You spend a whole Saturday at a book fair, a signing, or a library talk. It takes real effort, travel, setup, the actual hours of standing or sitting and talking to people. Then, by Sunday, you've posted one tired photo with a short caption thanking everyone for coming, and that's it. The event is over, and so, almost immediately, is its presence anywhere online.
That single post is a small return for a full day of effort. Most events generate far more usable content than authors realise in the moment, simply because everything that happened is still fresh on the day itself and easy to overlook as "just the event" rather than as a week's worth of material waiting to be used.
Why One Post Undersells the Day
A single recap post asks an entire day's worth of moments, conversations, and small details to be summed up in one image and a few lines of text. Almost everything else that happened, the odd question someone asked, the moment you nearly ran out of stock, the person who told you your book reminded them of their grandmother, gets lost simply because there was never a plan to use it beyond that first post.
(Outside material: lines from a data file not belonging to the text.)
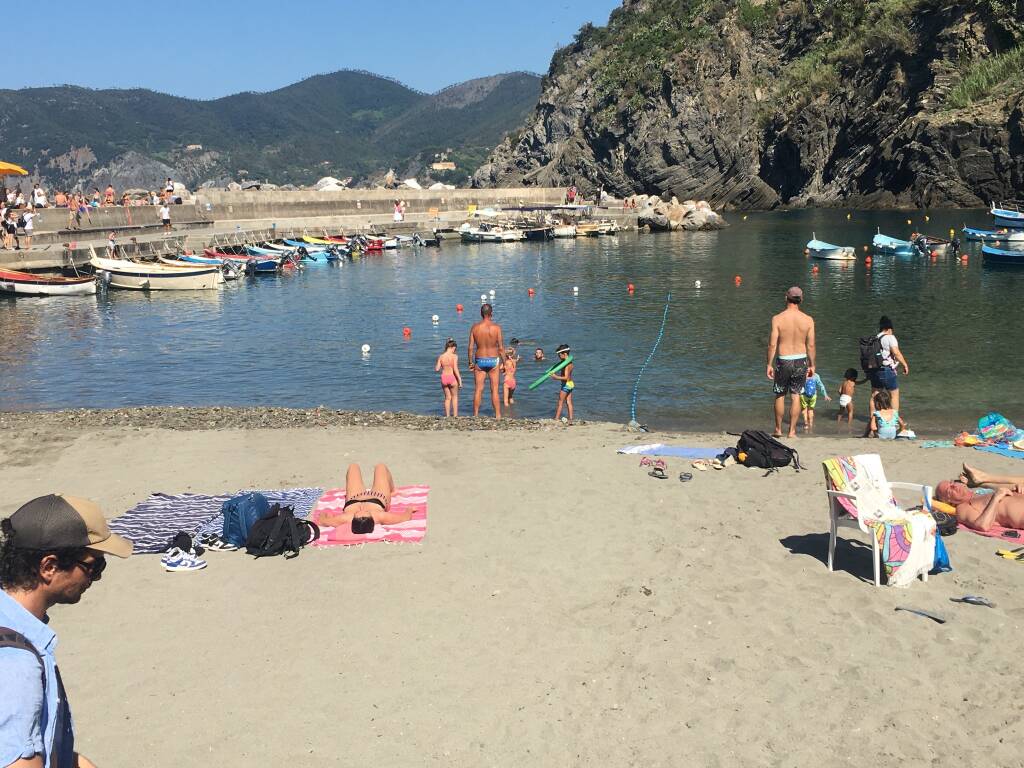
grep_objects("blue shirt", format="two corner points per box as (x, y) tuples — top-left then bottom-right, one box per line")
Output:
(0, 589), (75, 768)
(802, 373), (829, 399)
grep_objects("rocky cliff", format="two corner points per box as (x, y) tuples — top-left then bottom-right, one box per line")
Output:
(474, 0), (1024, 209)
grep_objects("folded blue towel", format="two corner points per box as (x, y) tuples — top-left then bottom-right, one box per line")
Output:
(975, 445), (1024, 461)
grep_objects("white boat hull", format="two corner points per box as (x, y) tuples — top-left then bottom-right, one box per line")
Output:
(809, 246), (856, 260)
(0, 278), (96, 296)
(552, 225), (577, 238)
(91, 256), (221, 290)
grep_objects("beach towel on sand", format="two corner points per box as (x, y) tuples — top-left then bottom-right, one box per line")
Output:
(111, 488), (323, 554)
(617, 444), (722, 459)
(310, 486), (428, 546)
(823, 455), (935, 586)
(974, 444), (1024, 461)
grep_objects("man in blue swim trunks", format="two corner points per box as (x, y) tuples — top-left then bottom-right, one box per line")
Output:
(468, 303), (506, 418)
(766, 286), (816, 438)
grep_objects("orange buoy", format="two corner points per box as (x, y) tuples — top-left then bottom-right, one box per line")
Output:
(627, 283), (635, 293)
(931, 250), (938, 257)
(734, 275), (742, 285)
(812, 265), (819, 273)
(456, 304), (464, 312)
(906, 219), (912, 225)
(961, 254), (969, 263)
(527, 288), (535, 296)
(402, 327), (411, 337)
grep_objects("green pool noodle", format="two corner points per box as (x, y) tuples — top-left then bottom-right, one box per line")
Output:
(528, 355), (573, 390)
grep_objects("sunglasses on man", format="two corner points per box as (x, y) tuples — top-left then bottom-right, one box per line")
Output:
(74, 556), (107, 579)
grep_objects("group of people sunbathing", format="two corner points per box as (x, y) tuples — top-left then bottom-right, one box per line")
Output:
(935, 464), (1024, 532)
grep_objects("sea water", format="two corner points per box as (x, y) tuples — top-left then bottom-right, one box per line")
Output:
(2, 209), (1022, 434)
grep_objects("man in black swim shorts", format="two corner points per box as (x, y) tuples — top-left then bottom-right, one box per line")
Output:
(766, 286), (816, 437)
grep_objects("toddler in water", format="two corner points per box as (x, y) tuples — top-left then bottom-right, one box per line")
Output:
(869, 389), (906, 439)
(434, 338), (462, 417)
(799, 369), (830, 433)
(551, 344), (575, 424)
(836, 368), (861, 426)
(502, 348), (518, 407)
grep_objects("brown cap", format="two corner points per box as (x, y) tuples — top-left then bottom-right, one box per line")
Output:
(6, 494), (132, 558)
(786, 286), (803, 300)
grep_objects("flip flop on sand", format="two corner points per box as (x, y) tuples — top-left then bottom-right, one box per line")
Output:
(679, 472), (693, 483)
(648, 467), (668, 480)
(995, 548), (1024, 561)
(691, 459), (713, 471)
(949, 595), (996, 608)
(639, 457), (666, 470)
(894, 606), (947, 624)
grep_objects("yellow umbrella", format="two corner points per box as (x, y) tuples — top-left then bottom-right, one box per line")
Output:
(0, 161), (29, 177)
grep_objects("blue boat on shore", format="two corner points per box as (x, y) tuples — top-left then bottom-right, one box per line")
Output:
(982, 244), (1024, 265)
(990, 203), (1024, 228)
(872, 230), (916, 256)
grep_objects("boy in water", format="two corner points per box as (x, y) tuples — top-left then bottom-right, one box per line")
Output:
(836, 368), (861, 426)
(551, 344), (575, 424)
(799, 369), (830, 433)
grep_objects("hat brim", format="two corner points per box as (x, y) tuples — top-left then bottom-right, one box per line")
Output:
(87, 533), (133, 558)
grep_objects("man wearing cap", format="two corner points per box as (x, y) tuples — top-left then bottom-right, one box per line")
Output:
(766, 286), (816, 438)
(0, 495), (132, 768)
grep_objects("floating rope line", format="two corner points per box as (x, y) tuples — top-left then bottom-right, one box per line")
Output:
(628, 293), (672, 431)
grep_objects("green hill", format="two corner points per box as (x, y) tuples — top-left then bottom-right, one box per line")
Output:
(0, 70), (541, 190)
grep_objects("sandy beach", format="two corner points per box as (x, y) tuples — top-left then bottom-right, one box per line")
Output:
(2, 409), (1022, 767)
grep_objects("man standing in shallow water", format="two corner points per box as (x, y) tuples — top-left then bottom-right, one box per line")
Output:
(468, 303), (505, 418)
(766, 286), (816, 438)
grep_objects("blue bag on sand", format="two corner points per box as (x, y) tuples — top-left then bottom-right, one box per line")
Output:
(931, 535), (952, 575)
(222, 492), (270, 547)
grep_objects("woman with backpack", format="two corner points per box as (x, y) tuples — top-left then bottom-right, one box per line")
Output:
(869, 315), (909, 412)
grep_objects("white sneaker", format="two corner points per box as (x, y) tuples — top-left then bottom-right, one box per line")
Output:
(160, 547), (208, 572)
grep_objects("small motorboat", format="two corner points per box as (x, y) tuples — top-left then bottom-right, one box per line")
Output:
(990, 203), (1024, 228)
(0, 268), (96, 296)
(412, 232), (441, 247)
(160, 256), (240, 280)
(910, 233), (956, 256)
(962, 226), (1024, 243)
(523, 227), (554, 241)
(90, 254), (221, 290)
(872, 231), (916, 256)
(982, 244), (1024, 265)
(552, 224), (577, 238)
(807, 234), (855, 260)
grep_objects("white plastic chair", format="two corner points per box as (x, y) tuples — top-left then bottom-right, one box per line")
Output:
(823, 454), (933, 587)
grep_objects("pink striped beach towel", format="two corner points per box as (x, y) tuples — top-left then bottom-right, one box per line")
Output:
(310, 485), (428, 546)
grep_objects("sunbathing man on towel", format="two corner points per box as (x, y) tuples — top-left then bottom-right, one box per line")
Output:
(935, 471), (1024, 532)
(318, 464), (412, 533)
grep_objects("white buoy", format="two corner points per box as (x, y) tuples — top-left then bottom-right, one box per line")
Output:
(431, 314), (439, 324)
(361, 344), (371, 354)
(573, 286), (579, 294)
(694, 280), (701, 288)
(489, 289), (495, 295)
(480, 293), (487, 301)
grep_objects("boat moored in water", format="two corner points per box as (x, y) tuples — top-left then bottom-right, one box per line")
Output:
(90, 253), (222, 290)
(872, 230), (915, 256)
(0, 268), (96, 296)
(990, 203), (1024, 228)
(981, 244), (1024, 265)
(963, 226), (1024, 243)
(806, 234), (855, 260)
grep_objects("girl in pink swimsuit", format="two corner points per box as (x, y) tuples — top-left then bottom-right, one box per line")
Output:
(435, 338), (463, 417)
(502, 348), (518, 407)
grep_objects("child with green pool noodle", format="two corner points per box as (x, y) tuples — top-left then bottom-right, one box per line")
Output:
(551, 344), (575, 424)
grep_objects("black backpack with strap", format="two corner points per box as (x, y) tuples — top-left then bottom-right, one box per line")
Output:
(0, 626), (45, 687)
(859, 333), (884, 373)
(737, 430), (803, 474)
(244, 503), (320, 559)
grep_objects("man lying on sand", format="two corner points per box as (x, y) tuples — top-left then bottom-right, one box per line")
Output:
(934, 464), (1024, 531)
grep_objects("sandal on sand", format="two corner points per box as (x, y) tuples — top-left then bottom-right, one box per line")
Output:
(995, 548), (1024, 561)
(691, 459), (712, 471)
(679, 472), (693, 483)
(640, 457), (666, 470)
(648, 467), (668, 480)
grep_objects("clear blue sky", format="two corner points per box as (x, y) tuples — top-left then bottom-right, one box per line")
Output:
(6, 0), (621, 98)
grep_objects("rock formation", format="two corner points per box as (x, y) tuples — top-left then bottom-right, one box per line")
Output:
(474, 0), (1024, 209)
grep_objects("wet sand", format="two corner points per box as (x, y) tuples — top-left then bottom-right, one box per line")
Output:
(2, 410), (1021, 766)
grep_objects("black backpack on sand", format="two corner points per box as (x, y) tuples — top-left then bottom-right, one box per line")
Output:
(859, 334), (884, 373)
(245, 503), (320, 558)
(737, 430), (803, 474)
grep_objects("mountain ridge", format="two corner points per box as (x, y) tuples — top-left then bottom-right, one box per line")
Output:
(0, 70), (542, 190)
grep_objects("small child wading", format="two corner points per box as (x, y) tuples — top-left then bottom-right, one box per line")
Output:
(551, 344), (575, 424)
(800, 370), (830, 433)
(869, 389), (906, 440)
(434, 338), (463, 418)
(836, 368), (861, 427)
(502, 348), (518, 407)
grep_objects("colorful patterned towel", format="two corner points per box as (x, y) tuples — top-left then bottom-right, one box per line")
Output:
(112, 488), (323, 554)
(310, 485), (428, 546)
(822, 454), (935, 586)
(617, 444), (722, 459)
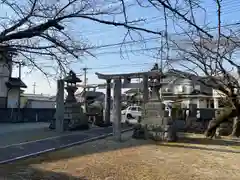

Spreading the same event across a week doesn't mean inventing extra content from nothing. It means recognising that a single day already contains enough material for several distinct posts, each capturing a different angle rather than trying to capture everything at once.
Mapping a Week from a Single Day
The day before: the anticipation post. Before the event even happens, a short post about what you're preparing, nervous excitement about an upcoming signing, a peek at how you're setting up your table, gives people a reason to think about the event before it's even occurred, and gives you content that exists entirely outside the event itself.
Day one: the moment, not the summary. Rather than trying to capture the whole event in one post immediately afterwards, share a single specific moment. One photo, one short story about something that happened, rather than a broad recap trying to cover everything at once.
Day two: the detail nobody would expect. Every event has at least one slightly odd or unexpected detail, a question you didn't anticipate, a coincidence, something a reader said that stuck with you. A short post built entirely around that one detail tends to perform better than a generic thank-you post, because it offers something specific rather than something generic.
Day three: a behind-the-scenes look. Share something about the preparation or the setup that people don't usually see, how you chose what books to bring, the slightly chaotic process of printing signs the night before, anything that pulls back the curtain a little on the work behind the polished version people saw on the day.
Day four: a reader's reaction, with permission. If someone said something memorable about your book during the event, and they're comfortable with it being shared, a short post quoting or describing their reaction gives the week a piece of social proof that a generic recap never could.
Day five: a lesson or reflection. A short, honest post about something you learned from the event, what you'd do differently next time, what surprised you about how the day went, adds a layer of genuine reflection that tends to resonate more than another straightforward photo.
Day six or seven: the thank you, done properly. By now, you've already shared several genuine moments from the event. A closing thank-you post, this time with more specific detail than a generic "thanks for coming," gives the week a clear finish while tying back to everything you've already shared.
Capturing the Material on the Day Itself
None of this works without gathering raw material during the event, not just after it. Take more photos than you think you'll need, including a few candid, slightly imperfect ones rather than only polished shots. Jot down a quick note on your phone whenever something interesting happens, a comment, a question, a small detail, since these moments are easy to forget within a day or two once the event has passed.
Why Spacing It Out Works Better Than Posting It All at Once
Posting everything from the event in one long carousel or one detailed recap might feel efficient, but it asks your audience to absorb everything at once, and most people will only properly engage with the first piece they see before scrolling on. Spreading the same material across a week gives each piece its own moment to be noticed, rather than competing with several others for attention within the same post.
It also keeps your event present in people's feeds for longer than a single afternoon, which matters more than it might seem. Someone who missed the original post on the day might still catch the behind-the-scenes piece three days later, giving the event a second or third chance to be seen by people who never noticed it the first time.
The Part Worth Remembering
An event doesn't end when you pack up the table. It ends when you've finished using everything it gave you, and most events give you far more than a single recap post can hold. Treating the day as a source of a week's worth of content, rather than a single moment to summarise, makes the effort of showing up worth considerably more than it would be otherwise.